Joseph Motyka, 32, was arrested on Jan. 1 in Chicago and charged with child endangerment because he, not content with a firecracker celebration of the New Year, had brought home a quarter-stick of dynamite. Motyka's 3-year-old daughter discovered it and put it into a candle, and the resultant explosion took off her right hand and caused hearing and vision loss.

Matthew Harley, 27, sentenced to prison on weapons charges in 1995, surrendered at a courthouse in Portsmouth, Va., but was sent home, where he continued with his life until September 1999, when authorities finally came for him. And Doris Preston, 74, sentenced to five years' minimum for arson in 1991, went home to Columbus, Ohio, on bail but was not called back until September 1999. And in August, parole-violating rapist Gerald Bennett, 30, tried politely to surrender at the police station in Glenolden, Pa., but was turned away because of a records glitch and remained free for six more days, during which time, according to police, he killed one woman and raped another before being caught.

-- Miguel Avalos-Rivera, 28, was arrested in Fairfax, Va., in November after being found screaming in pain in a car; his hand had gotten stuck in the dashboard as he tried to steal the stereo, and he had broken three of his fingers. And Jimmy Cooksey, 36, also was discovered screaming in pain in October; sheriff's deputies in Dallas said he had tried to steal electricity by connecting powerline wires with a homemade pole, but took 36,000 volts, burning him so badly that he lost both legs and is still hospitalized (though no criminal charge was filed).

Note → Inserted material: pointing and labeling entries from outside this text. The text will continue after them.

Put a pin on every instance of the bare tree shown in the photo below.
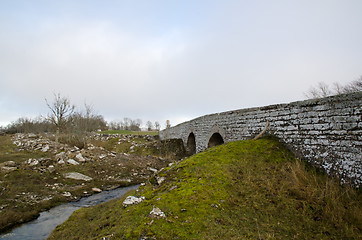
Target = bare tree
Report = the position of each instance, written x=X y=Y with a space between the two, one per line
x=157 y=126
x=323 y=90
x=168 y=124
x=60 y=110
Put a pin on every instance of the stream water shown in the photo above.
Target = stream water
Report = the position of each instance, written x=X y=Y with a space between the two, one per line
x=41 y=227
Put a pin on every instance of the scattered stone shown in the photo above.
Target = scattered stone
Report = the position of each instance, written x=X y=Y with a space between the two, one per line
x=77 y=176
x=8 y=164
x=160 y=180
x=130 y=200
x=157 y=213
x=96 y=190
x=67 y=194
x=8 y=169
x=31 y=135
x=32 y=162
x=152 y=169
x=72 y=161
x=60 y=155
x=80 y=157
x=51 y=168
x=45 y=149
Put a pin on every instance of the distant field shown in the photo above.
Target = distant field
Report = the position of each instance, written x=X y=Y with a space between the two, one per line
x=127 y=132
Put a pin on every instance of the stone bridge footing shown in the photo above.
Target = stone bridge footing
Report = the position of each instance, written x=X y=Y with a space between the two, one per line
x=326 y=132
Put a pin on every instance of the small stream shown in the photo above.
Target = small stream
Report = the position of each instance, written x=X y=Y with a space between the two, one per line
x=41 y=227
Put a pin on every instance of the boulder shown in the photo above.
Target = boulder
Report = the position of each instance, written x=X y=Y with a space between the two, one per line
x=51 y=168
x=157 y=213
x=96 y=190
x=80 y=157
x=130 y=200
x=32 y=162
x=45 y=148
x=77 y=176
x=72 y=161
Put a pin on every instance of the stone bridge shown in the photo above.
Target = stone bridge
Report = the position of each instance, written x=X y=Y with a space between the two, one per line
x=326 y=132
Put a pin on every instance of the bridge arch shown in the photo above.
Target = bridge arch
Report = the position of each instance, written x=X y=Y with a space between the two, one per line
x=191 y=144
x=215 y=140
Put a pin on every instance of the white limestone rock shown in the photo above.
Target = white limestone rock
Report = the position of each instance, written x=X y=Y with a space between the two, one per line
x=72 y=161
x=130 y=200
x=157 y=213
x=45 y=148
x=80 y=158
x=96 y=190
x=77 y=176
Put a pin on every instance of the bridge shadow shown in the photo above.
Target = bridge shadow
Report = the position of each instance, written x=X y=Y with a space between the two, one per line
x=215 y=140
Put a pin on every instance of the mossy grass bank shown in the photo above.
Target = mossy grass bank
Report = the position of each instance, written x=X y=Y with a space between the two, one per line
x=240 y=190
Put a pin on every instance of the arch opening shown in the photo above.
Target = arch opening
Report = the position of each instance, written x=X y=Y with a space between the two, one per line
x=215 y=140
x=191 y=144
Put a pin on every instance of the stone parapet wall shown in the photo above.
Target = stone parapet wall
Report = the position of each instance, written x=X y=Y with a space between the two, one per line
x=326 y=132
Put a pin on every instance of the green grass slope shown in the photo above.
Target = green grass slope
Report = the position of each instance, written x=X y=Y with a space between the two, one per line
x=240 y=190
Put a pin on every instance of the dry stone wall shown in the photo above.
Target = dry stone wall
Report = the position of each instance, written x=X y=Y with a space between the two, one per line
x=326 y=132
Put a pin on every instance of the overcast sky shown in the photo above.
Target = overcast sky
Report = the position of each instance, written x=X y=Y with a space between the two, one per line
x=177 y=60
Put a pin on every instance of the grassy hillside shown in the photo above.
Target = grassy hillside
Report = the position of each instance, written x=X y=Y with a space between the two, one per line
x=240 y=190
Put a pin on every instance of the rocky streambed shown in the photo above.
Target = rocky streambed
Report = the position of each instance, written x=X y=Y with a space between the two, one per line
x=37 y=173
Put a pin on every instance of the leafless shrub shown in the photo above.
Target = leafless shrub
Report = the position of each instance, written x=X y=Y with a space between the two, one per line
x=323 y=90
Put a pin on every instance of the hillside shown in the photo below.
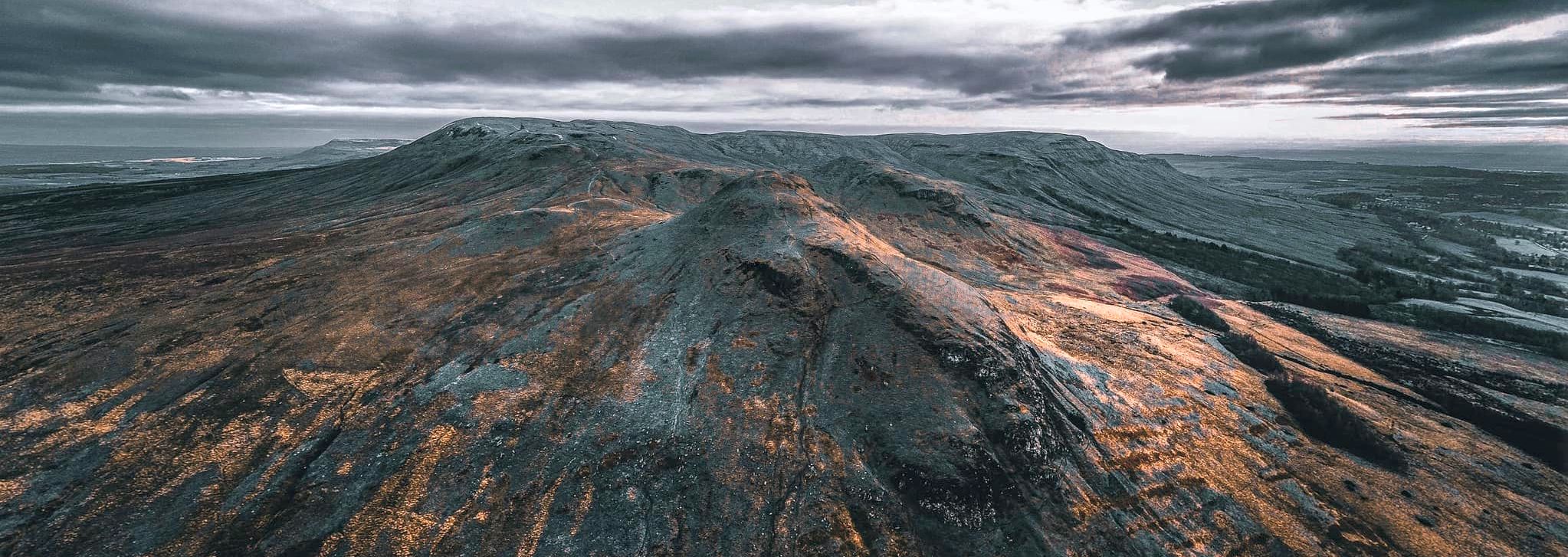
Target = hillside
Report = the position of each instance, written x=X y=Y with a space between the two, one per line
x=536 y=338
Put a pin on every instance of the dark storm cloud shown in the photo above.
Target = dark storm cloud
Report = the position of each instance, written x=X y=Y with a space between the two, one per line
x=1523 y=112
x=1349 y=52
x=77 y=44
x=1501 y=64
x=1242 y=38
x=1503 y=123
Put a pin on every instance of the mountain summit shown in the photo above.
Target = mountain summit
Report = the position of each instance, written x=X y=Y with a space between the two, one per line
x=538 y=338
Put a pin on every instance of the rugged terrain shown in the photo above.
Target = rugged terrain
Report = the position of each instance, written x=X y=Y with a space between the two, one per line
x=535 y=338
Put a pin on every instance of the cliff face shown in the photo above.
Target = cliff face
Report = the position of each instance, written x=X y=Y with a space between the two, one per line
x=538 y=338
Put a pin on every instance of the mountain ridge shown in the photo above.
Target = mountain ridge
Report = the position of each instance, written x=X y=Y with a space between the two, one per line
x=596 y=338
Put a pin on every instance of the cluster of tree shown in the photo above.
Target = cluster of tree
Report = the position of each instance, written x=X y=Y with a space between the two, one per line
x=1322 y=416
x=1196 y=311
x=1247 y=349
x=1319 y=413
x=1551 y=342
x=1269 y=278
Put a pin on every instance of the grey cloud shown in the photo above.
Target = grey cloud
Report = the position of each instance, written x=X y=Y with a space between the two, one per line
x=1523 y=112
x=1242 y=38
x=76 y=44
x=1503 y=123
x=66 y=51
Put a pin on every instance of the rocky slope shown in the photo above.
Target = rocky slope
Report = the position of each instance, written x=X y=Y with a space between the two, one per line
x=535 y=338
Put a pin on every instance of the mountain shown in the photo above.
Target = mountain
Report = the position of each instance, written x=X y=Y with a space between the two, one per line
x=536 y=338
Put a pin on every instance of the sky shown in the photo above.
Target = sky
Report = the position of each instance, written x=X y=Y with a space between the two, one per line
x=1277 y=73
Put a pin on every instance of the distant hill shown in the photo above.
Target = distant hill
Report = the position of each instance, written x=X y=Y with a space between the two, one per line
x=51 y=167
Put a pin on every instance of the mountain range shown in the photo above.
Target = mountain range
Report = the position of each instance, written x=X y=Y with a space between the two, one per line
x=540 y=338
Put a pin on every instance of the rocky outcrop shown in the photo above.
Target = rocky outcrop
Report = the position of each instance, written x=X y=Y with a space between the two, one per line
x=535 y=338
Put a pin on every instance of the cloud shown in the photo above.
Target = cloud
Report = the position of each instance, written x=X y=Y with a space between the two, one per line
x=76 y=44
x=1242 y=38
x=1391 y=58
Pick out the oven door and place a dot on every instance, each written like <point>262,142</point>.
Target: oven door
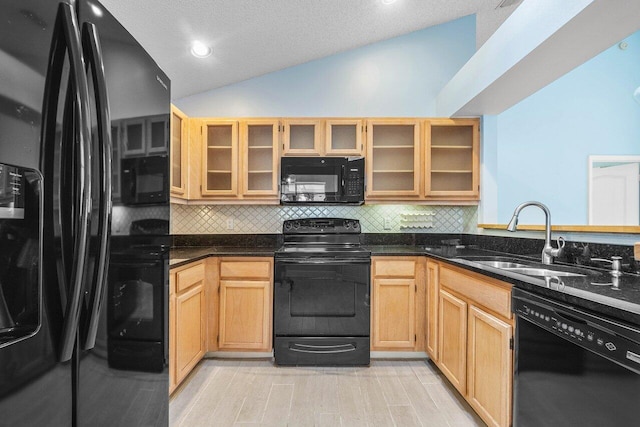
<point>322,297</point>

A couple parked in a Loudon County, Va., nighttime lovers' lane was so startled by an approaching sheriff's cruiser that the man abruptly drove off, accidentally right into the Potomac River before being rescued. A 7-year-old girl was stabbed 25 times (not life-threateningly) by a playmate emulating Chucky in "Child's Play 2," which he had seen three days earlier (Brasilia, Brazil). A rapist sentenced to two life terms plus 110 years asked the judge for a lethal injection, saying, "I can't do that much time" (Prince George's County, Md.). A drug-dealing couple were arrested for trying to collect a $40 debt by dangling a guy out a window while the woman bit his testicles (Evansville, Ind.). A math teacher was arrested for forcing a 13-year-old boy to take his restroom break in a classroom trashcan (Montgomery, Ala.).